0

Is it possible to lookup the audio metadata for a file stored in Google Cloud without having to download it? When building a Google Speech-to-Text API service you pass it a gs://bucket/file.flac, and I know the sox and ffmpeg bash and Python commands for locally stored files metadata lookup, but I can't seem figure out a way to lookup audio file metadata on Google Cloud Storage file.

Additionally if I have a gs://bucket/audio.wav, can I re-encode that using sox/py-sox and write the new audio.flac directly to gs://bucket/audio.flac? Or do I have to download the audio.wav to re-encode it?

Any thoughts or directions appreciated.

libroman2
  • 1
  • 3

1 Answers1

0

No, it is not possible to access the metadata you want directly in google Cloud Storage. Using the command gsutil ls -L gs://[bucket_name]/[file_name] will prompt the metadata of that file within the bucket. You can modify these metadata, but not the ones you are referring to. You will need to download the files, re-encode them and upload them again.

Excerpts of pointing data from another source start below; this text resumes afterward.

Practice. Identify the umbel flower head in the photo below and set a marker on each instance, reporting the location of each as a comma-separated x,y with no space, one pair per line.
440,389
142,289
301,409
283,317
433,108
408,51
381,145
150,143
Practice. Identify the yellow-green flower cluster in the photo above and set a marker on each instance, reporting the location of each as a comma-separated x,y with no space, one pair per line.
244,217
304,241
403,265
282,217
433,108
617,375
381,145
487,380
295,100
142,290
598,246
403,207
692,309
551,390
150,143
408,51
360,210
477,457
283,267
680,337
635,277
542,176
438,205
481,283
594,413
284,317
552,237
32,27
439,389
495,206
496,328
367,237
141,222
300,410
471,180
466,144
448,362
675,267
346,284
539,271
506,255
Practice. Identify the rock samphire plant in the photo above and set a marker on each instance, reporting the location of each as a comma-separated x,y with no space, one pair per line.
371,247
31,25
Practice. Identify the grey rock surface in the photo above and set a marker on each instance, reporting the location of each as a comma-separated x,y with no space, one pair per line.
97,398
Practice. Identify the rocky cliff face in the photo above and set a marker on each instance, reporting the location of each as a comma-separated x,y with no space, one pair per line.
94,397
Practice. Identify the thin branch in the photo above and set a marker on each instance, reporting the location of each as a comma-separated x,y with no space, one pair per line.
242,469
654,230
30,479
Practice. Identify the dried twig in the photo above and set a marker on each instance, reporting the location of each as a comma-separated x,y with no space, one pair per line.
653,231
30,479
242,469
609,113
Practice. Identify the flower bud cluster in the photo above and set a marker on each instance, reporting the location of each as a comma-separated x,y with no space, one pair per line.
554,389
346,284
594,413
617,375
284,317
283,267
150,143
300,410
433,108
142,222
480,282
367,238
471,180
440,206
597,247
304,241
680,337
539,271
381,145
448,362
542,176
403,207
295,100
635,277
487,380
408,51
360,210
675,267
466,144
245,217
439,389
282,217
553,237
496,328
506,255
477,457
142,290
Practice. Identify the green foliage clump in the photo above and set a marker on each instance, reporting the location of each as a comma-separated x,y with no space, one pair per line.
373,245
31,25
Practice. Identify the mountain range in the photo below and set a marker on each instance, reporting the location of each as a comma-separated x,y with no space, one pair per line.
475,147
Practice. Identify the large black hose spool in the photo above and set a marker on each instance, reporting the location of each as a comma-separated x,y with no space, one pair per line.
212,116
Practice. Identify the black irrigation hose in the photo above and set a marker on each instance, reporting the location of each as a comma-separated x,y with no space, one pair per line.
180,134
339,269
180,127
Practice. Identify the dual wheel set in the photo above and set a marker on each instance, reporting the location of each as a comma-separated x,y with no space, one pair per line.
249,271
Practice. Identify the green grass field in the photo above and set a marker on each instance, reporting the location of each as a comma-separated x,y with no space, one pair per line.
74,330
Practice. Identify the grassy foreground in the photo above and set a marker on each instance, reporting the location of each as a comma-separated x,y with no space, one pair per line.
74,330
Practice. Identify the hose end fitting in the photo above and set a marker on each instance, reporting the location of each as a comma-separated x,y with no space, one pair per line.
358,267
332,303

You cannot do that re-encoding operation in Cloud Storage, you will need to download the file and process it the way you want before uploading it again to your bucket. However, here is a workaround if it works for you:

Create a Cloud Function triggered when your file is uploaded. Then, retrieve the file that you just uploaded and perform any operation you want with it (such as re-encoding into .flac). After that, upload it again (careful! If you give the new file the same name and extension, it will overwrite the older one in the bucket).

About your library, Cloud Functions use Python 3.7, which for the time being does not support the py-sox library, so you will need to find another one.